Black Knight says it has seen a rise in early-stage delinquencies
First time homebuyers have been increasing their participation in the housing market and their share of new mortgage originations.
But this increase has also contributed to a rise in the number of mortgages that were delinquent within 6 months according to the Mortgage Monitor from Black Knight.
This trend has been noticed over the past 24 months with purchase loans the primary driver.
“About 1% of loans originated in Q1 2019 were delinquent six months after origination. While that’s less than one-third of the 2000-2005 average of 2.95%, it represents a more than 60% increase over the last two years and is the highest it’s been since late 2010,” said Black Knight Data & Analytics President Ben Graboske. “Early-stage GSE delinquencies currently stand at 0.6%, up two tenths of a percentage point over the past 24 months, but still 40% below the market average and 60% below their own 2000-2005 average of 1.3%.”

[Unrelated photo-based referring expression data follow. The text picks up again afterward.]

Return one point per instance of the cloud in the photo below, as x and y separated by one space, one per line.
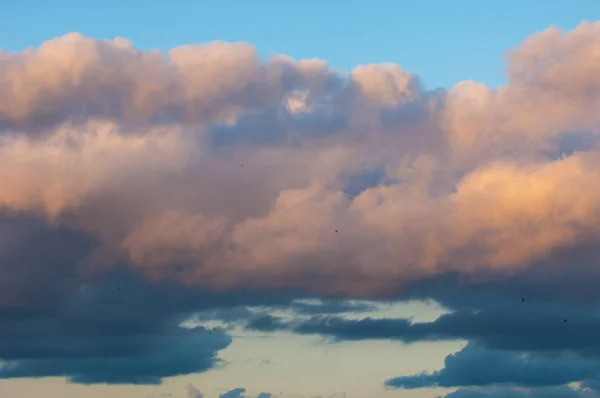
461 181
476 366
235 393
204 178
193 392
550 392
505 326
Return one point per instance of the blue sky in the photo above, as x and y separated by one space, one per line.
112 166
445 41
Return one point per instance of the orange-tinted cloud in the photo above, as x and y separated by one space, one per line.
224 171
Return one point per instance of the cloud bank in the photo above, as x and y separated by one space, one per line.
210 178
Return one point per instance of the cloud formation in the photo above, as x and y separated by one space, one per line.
258 160
211 178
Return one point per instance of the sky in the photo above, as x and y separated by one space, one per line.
259 199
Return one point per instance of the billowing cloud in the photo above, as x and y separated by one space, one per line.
477 366
193 392
211 178
213 167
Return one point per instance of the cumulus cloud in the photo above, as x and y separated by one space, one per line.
208 165
211 178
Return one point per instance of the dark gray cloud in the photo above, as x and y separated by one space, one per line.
511 326
59 318
235 393
511 392
477 366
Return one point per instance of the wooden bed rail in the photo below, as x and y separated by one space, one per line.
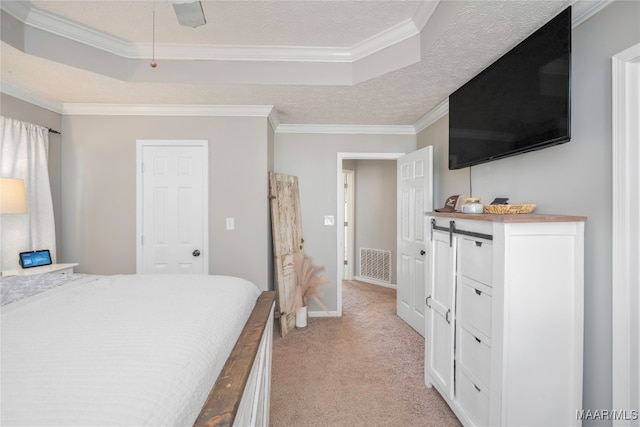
221 406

Graboske added that although there has been some softening in GSE purchase loan performance, it hasn’t been to the extent seen among entry-level buyers.

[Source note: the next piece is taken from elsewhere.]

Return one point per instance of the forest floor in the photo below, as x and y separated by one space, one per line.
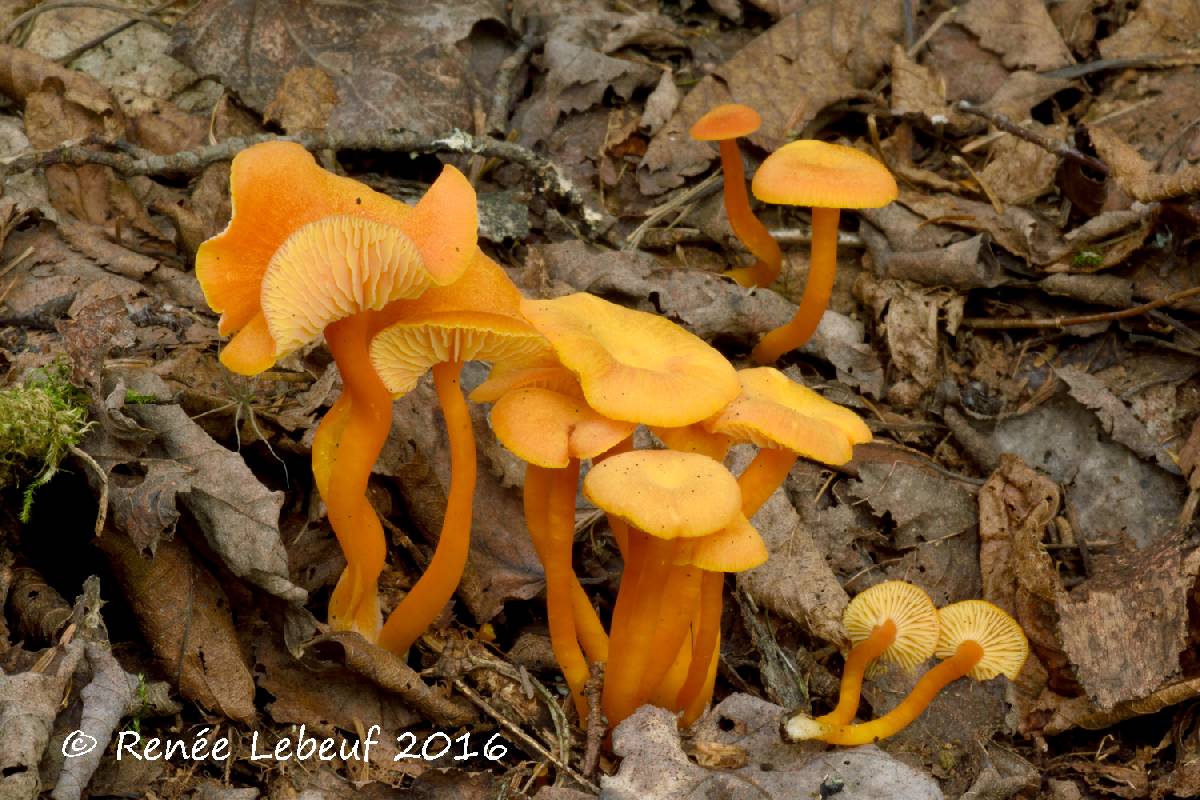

“All in all, first-time homebuyer originations combined between the GSEs and GNMA increased by nearly 50% between 2014 and 2018. However, whereas first-time homebuyers represent just over 40% of GSE purchase loans, they make up 70% of the GNMA purchase market,” he said.
That concentration is contributing to a more significant increase in early-stage delinquencies among GNMA loans, which saw 3.3% of loans delinquent six months after origination, up 1.2 percentage points from two years ago.

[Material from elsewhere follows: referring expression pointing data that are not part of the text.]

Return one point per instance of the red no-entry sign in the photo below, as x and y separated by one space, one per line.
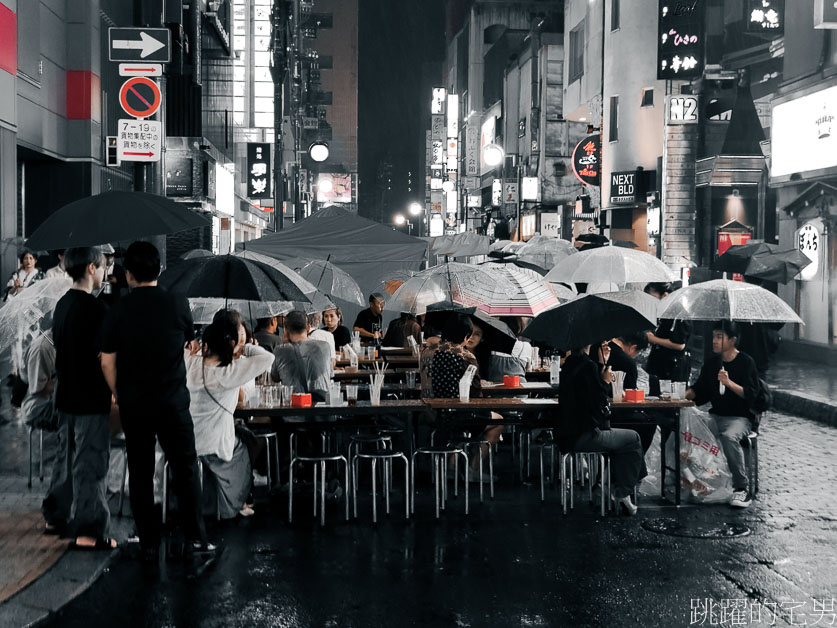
140 97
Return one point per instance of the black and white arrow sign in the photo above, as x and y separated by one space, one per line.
152 45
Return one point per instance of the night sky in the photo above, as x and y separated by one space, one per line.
401 50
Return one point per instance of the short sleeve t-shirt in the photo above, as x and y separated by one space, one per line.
76 329
368 321
147 330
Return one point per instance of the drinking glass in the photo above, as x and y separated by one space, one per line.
351 394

“Though still roughly half the 2000-2005 pre-crisis average, it represents the sharpest increase we’ve seen in the market in recent years,” Graboske noted. “However, performance among repeat purchasers with GNMA-securitized loans has remained relatively steady overall, with the rise more pronounced among first-time homebuyers. Rising debt-to-income ratios due to tight affordability and declining first-time homebuyer credit scores stand out as likely drivers here.”
Refinance population dipped
Black Knight’s Mortgage Monitor also reveals that last week’s rise in the average 30-year mortgage to 3.78% (up 3 basis points week-over-week) according to Freddie, has cut the population of refinance candidates down to 6.8M.
That’s a 30% drop from September’s monthly average of 9.7M, and 42% below the all-time high of 11.7M (see at the start of September). However, the refi-able population is still nearly 60% larger than this time last year.